The Children’s Literacy Initiative

In this conversation, Gina Post, a bilingual 2nd-grade teacher at Sumner Elementary School in Camden, N.J. discusses her work with the Children’s Literacy Initiative (CLI). CLI is a Philadelphia-based organization that supports teachers focused on early literacy. In 2010, CLI won a $21.7 million Investing in Innovation (i3) Validation grant, and has demonstrated significant impacts on students & teachers. You can learn more about their i3-supported work here.

Q. Can you describe CLI’s approach to training?

A. The training was very methodical and hands on. The coaches were very involved. My teaching practice just seemed like it changed overnight for the better. The way it would generally work is my coach would come in and we would have a pre-conference. We would decide what I was going to teach that day and then we would walk through it. My coach also was there during the lesson, and she would model the best practices.

Q. How did CLI change your classroom?

A. It’s now very print rich. Everything hanging up was made with my students. When my students come in at the start of the year, the classroom is bare. Every time we put something up, we’ve created it together or they’ve created it. They reference what’s on the wall when they’re doing independent work. Or, I reference routines and procedure. We agree on these as a class community, we write it down, and hang it up during the first weeks of school.

CLI also created a classroom library for me with about 50 new, high-quality, bilingual books. They’re beautiful award-winning books, and half are in Spanish. When I came in to my classroom, the teacher before me had retired. I inherited what she had. Also, a lot of the materials we get in urban environments tend to be pre-fabricated books or a part of a set curriculum. They’re not individual books like you can find when you go the library or if you want to study an author.

Q. How did CLI change your teaching practice?

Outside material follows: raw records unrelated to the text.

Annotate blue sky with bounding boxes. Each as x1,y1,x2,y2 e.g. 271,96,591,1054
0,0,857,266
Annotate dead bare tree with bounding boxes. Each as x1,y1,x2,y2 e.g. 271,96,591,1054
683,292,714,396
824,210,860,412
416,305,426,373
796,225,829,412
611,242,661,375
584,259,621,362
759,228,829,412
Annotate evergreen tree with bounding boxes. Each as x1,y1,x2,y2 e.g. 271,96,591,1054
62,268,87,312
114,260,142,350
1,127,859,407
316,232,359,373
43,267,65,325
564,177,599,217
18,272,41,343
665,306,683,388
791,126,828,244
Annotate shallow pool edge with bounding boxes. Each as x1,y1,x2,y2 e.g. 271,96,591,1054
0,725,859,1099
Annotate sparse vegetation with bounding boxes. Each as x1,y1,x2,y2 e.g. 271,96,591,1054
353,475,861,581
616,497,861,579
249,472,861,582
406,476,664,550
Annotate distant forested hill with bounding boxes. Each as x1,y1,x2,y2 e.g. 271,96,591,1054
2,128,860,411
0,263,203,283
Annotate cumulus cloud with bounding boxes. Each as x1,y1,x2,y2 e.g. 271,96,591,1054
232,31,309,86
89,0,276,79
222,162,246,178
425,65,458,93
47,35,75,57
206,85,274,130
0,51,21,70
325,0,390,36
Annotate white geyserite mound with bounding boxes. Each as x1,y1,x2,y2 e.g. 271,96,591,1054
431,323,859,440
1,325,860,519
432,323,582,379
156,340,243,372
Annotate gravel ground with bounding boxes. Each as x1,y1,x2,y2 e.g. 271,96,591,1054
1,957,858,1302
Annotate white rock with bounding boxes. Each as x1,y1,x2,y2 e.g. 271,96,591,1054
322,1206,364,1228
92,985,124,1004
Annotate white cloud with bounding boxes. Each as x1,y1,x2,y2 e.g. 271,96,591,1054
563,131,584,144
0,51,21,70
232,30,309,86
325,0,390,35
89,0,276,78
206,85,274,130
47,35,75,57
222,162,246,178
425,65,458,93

A. Before CLI, my writing lessons weren’t as explicit. I wasn’t as sure how to focus the students’ writing. It was much looser. As an example, I didn’t do the mini-lessons at the start of a persuasive writing lesson with an explanation of phrases the kids might start with. I also didn’t have an anchor chart with sentence starters, which I can use to send the students back to as a reference while they’re working. The way it works now with writing assignments is each day I’d add another step and another one and by the end of the four-week unit on opinion writing, seven-year-olds have crafted amazing pieces. Writing was much more of an open-ended activity before. It wasn’t explicit.

Q. Can you share a story of success from your classroom that you attribute to this new approach to reading and writing?

A. In the spring, I was reading the book “A Cricket in Times Square” with my students. We worked on it for about a month, and I had them make paper-bag puppets of their favorite character and do an in-depth analysis of the narrative from point of view of their character. When it was time for a share out, they came to the circle with their puppets and took turns sitting in the author’s chair. My English language learners, who previously didn’t want to speak out loud because they were afraid they’d make mistakes and were afraid they’d be made fun of, started having intelligent conversations out loud about characters in the book. These quiet, shy kids were comparing and contrasting events in the story. They were having this really thoughtful discussion about the book. I was simply there to make sure everything went smoothly. I was just so excited to see that.”